Dr. Hagerman returned mid-May from participation in a lecture and wet lab towards international certification in Equine Locomotor Pathology with ISELP. In it she studied the Hind Distal Limb and Proximal Suspensory. This is a timely subject as many horses have lameness issues related to these areas. The first day was an intensive dissection and anatomy lecture to review the fine details of the horse's limb. The following day was case presentation and discussion. The last half day was hands-on ultrasound techniques.

Take Home Tidbits:

  • The phase of the stride effected will be able to lead you to the part of the leg injured as each part of the leg is stressed at different phases of the stride. Diagnoses should always match clinical signs in this way.

  • Even though the pastern joint is very small, it has 8 ligaments associated with it. The coffin joint has 6 ligaments associated with it. Some ligaments are obliqued in order to stabilize rotational forces.

  • Off angle non-weight bearing ultrasound exam of the proximal suspensory is the best way to differentiate the ligament fibers from the fat within the ligament and assess true swelling and damage.

  • Venous compression and measurement of the interosseous fascia is a good way to assess swelling and compartmental syndrome in the proximal suspensory.

  • Adhesions involving the proximal suspensory can cause pastern ligament damage due to lack of elasticity of the suspensory overstressing the lower limb.

  • Horses with suspensory ligament pain can be sore after a fetlock flexion test and will be lame when the effected limb is on the outside of the circle on the longe line.

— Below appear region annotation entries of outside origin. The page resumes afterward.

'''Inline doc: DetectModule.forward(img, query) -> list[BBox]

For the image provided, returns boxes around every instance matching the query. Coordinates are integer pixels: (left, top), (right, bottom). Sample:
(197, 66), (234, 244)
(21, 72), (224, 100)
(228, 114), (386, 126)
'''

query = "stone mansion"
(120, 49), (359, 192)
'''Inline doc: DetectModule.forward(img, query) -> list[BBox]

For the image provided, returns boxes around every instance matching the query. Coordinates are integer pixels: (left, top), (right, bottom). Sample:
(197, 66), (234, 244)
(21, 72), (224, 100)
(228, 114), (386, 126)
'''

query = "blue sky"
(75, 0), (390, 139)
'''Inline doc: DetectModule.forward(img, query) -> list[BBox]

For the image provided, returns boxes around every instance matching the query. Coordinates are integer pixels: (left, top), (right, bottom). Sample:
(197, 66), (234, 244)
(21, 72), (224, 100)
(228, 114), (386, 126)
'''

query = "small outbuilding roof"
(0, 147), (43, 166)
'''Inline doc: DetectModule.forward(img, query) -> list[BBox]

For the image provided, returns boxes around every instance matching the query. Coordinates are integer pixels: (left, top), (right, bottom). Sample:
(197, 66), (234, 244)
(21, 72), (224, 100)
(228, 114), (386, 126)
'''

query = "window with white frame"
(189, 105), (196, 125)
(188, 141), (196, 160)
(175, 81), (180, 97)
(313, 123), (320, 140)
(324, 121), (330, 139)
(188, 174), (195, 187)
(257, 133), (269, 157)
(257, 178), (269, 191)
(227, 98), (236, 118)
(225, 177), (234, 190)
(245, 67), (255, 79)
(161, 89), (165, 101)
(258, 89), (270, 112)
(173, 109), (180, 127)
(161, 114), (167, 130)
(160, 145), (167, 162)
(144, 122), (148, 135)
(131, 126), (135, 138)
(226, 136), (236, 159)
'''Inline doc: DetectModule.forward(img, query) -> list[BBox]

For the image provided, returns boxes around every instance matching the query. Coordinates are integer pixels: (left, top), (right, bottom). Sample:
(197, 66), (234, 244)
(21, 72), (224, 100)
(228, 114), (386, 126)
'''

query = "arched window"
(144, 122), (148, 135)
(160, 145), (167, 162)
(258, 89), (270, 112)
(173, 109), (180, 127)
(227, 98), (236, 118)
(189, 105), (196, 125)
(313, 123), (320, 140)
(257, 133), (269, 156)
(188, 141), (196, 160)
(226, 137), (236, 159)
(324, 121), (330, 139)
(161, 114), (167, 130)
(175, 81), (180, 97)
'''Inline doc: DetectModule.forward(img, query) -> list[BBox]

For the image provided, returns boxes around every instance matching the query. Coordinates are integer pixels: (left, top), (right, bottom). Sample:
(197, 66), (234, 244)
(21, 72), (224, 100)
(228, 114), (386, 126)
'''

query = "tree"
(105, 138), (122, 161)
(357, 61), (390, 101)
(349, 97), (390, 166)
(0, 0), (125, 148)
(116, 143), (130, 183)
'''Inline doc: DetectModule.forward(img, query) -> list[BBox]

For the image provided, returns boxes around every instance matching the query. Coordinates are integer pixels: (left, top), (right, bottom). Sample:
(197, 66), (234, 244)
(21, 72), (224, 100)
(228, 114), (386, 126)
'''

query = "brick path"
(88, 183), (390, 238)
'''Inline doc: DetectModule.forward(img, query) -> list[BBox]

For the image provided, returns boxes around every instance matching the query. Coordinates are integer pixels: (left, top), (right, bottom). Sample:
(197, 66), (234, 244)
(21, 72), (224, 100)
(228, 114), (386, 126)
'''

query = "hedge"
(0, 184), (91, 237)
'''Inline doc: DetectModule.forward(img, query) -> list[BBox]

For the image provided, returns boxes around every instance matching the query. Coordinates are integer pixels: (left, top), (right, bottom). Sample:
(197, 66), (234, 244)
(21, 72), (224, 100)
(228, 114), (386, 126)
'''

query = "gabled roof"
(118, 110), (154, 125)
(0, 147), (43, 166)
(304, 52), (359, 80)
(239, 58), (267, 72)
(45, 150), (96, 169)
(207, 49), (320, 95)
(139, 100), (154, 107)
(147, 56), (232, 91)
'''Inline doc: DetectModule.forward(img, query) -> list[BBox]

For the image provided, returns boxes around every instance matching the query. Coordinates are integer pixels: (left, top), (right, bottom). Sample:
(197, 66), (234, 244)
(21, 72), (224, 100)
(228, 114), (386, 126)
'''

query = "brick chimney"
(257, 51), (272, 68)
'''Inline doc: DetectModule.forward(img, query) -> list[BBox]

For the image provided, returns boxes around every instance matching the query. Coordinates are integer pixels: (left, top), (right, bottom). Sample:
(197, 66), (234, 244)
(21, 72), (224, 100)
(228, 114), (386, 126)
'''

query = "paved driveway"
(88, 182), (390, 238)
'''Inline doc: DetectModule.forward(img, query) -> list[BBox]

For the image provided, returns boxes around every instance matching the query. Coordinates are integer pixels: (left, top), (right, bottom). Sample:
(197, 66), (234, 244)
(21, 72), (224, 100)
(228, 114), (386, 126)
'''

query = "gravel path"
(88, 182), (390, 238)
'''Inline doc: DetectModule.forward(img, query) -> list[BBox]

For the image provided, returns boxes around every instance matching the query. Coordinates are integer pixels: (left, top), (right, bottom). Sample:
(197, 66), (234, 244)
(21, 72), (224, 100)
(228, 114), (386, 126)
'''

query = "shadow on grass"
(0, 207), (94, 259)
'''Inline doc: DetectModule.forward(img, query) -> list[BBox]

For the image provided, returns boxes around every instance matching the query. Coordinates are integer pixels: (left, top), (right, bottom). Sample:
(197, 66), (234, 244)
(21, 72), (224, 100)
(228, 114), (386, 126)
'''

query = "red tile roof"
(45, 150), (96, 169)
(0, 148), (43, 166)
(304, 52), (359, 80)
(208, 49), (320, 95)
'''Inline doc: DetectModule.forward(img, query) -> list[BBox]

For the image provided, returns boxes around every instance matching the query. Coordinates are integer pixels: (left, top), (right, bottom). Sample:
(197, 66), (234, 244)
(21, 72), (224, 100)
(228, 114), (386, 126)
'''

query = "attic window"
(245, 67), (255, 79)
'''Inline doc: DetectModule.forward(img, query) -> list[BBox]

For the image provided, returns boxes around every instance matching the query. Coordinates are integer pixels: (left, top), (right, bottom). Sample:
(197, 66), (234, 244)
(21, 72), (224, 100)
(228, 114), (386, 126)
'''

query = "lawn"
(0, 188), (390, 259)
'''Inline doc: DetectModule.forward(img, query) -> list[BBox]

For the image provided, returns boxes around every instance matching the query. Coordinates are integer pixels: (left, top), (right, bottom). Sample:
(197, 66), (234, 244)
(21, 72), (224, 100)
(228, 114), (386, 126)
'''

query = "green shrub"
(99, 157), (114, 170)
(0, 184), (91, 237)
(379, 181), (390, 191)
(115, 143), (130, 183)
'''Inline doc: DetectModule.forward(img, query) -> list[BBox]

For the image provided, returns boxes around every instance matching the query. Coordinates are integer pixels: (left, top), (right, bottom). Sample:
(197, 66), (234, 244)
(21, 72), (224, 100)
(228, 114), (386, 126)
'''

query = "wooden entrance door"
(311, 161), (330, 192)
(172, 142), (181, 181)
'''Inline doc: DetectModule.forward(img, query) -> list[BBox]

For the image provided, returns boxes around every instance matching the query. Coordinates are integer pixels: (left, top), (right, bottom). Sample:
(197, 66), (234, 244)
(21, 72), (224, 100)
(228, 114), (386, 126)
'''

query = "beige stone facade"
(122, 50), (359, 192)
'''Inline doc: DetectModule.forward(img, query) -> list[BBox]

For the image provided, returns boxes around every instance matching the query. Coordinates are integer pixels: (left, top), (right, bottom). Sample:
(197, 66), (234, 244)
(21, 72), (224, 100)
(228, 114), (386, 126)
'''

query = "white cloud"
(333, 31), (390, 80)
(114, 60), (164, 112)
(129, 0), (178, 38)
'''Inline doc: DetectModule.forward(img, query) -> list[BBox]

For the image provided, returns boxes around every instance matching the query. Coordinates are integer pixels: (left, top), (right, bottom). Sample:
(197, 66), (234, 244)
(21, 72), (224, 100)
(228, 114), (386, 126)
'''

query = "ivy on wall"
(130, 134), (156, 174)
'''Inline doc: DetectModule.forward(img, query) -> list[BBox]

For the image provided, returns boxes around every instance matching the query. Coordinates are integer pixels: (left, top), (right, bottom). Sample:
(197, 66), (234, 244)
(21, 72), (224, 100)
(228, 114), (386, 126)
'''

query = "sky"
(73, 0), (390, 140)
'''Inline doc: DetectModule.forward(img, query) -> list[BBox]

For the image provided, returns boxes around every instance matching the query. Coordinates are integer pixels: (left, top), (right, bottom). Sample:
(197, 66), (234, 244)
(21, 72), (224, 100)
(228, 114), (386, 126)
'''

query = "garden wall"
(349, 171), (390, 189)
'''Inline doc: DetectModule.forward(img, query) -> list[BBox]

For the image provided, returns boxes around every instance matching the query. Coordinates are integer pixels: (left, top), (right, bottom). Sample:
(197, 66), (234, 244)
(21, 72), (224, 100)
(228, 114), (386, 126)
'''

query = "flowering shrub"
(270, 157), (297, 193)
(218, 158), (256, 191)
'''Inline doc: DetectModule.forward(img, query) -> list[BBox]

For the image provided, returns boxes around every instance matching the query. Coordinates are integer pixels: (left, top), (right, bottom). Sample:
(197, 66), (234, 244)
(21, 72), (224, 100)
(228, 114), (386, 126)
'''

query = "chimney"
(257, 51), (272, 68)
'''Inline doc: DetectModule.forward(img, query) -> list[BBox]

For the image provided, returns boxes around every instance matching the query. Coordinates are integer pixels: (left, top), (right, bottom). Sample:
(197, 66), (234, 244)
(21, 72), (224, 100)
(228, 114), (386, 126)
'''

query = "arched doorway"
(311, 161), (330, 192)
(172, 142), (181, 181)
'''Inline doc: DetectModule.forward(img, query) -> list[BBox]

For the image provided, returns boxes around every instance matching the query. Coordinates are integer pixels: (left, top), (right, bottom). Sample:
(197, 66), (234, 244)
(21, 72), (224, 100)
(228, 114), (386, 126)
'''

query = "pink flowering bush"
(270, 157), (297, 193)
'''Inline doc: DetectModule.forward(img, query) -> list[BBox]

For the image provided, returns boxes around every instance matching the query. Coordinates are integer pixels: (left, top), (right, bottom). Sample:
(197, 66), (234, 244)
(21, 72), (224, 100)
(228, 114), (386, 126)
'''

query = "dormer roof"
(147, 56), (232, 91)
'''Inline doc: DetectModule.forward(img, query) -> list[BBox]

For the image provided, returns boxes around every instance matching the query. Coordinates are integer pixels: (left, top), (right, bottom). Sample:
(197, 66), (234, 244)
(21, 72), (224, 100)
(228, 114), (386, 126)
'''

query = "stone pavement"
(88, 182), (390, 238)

  • In the pastern area, the ergot ligament crosses the nerve bundle and looks the same as the nerve. This is important to recognize when doing a neurectomy.

  • The deep flexor tendon originates on the lateral side of the stifle, which is why stifle lameness can mimic foot lameness.

  • The digital cushion of the foot is too soft to be a support structure of the foot, it is a tactile/proprioceptive organ.

  • Enthesiophytes of the navicular bone seen on radiographs are actually a strain of the collateral ligament of the navicular bone.

  • Exam detail on the straight, longe line, with flexion tests can be greatly enhanced with the use of slow motion cameras.

  • Therapeutic shoeing can support healing during rest and rehabilitation programs.

  • It is important to do rehabilitation on specific substrates (soft or hard surfaces) depending on the injury.

  • Podotrochlear syndrome of the hindlimbs is more common in Thoroughbreds due to longer caudal phase of the stride.

  • OCD can heal in some cases so don't do surgery before 18 months.

  • Mannica flexorum disorders can be the cause of chronic wind puffs in the hindlimb.

  • At the canter, the outside hindlimb's job is deceleration. The leading inside hindlimb carries more vertical load and creates impulsion.

  • A proximal lateral "splint" may be caused by a thickened suspensory ligament.

  • Always do a test of the horse's kidney function before giving Osphos or Tilden.